Wreath of flowers on other side with words:
'J & B. Christie
the Schooner Ranger Lost off Aberdeen
Sept. 1st 1833'
According to the Aberdeen Registers at Aberdeen City Archives, John Christie of Sunderland bought the schooner, Ranger, outright 15th February 1830.
Correspondence with Susan Enns, independent researcher and relative of John and Barbara CHRISTIE provided a transcript of a letter in her posession:
The vessel proved to be the Ranger, a schooner from Caen to Sunderland in ballast. She was riding with two anchors ahead on the North sand head. A dangerous part of the Goodwin and owing to the incessant shifting of the ballast producing a terrible rolling of the schooner, the boat could not board her but by skilful management and after surmounting many difficulties went under her stern.
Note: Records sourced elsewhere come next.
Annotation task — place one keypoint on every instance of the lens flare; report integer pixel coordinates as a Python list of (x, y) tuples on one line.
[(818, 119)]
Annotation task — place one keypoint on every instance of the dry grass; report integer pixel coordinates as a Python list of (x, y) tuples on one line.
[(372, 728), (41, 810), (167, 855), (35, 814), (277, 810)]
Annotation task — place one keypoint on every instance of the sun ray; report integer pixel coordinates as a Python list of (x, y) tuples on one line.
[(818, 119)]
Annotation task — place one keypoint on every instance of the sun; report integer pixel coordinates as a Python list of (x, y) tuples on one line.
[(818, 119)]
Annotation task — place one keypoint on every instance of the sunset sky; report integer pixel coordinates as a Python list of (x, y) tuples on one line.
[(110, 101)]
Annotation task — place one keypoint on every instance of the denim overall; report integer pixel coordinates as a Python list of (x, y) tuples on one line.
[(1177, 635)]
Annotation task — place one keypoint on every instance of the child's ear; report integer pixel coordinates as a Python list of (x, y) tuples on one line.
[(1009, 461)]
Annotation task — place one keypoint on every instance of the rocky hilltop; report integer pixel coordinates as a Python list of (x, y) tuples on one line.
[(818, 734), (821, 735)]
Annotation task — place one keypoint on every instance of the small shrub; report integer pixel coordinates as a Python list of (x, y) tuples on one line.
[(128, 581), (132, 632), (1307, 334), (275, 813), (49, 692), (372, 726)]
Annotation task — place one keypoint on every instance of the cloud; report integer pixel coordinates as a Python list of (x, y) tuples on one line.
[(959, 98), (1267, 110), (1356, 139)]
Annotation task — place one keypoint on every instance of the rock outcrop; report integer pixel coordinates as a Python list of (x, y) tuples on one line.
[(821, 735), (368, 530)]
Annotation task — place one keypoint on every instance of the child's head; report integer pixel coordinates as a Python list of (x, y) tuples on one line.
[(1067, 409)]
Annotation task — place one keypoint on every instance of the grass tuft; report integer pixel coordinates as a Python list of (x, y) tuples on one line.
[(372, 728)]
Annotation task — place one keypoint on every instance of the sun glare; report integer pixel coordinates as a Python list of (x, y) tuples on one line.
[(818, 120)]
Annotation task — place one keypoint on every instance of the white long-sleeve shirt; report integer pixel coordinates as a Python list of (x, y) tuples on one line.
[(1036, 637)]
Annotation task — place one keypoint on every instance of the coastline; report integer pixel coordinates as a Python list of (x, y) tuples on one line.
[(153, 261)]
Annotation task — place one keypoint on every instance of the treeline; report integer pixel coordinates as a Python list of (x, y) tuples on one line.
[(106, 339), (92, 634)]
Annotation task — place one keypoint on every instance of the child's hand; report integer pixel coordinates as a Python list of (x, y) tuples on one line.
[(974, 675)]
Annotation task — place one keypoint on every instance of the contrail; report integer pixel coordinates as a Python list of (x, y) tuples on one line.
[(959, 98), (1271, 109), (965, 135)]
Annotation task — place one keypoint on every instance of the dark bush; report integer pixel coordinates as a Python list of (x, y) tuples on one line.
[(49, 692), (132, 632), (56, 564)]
Such was the sense of desolation and distress that nothing could exceed the desperate situation of the vessel and nothing was left under providence, but the unshrinking firmness and skill of the boatmen to save the crew from destruction. A rope was speedily thrown from the vessel which secured the vessel to the boat, and afterward by means of a lead line, each of the crew consisting of four men and a boy, was dragged in succession through the waves. The boy cried bitterly before he was plunged into the water.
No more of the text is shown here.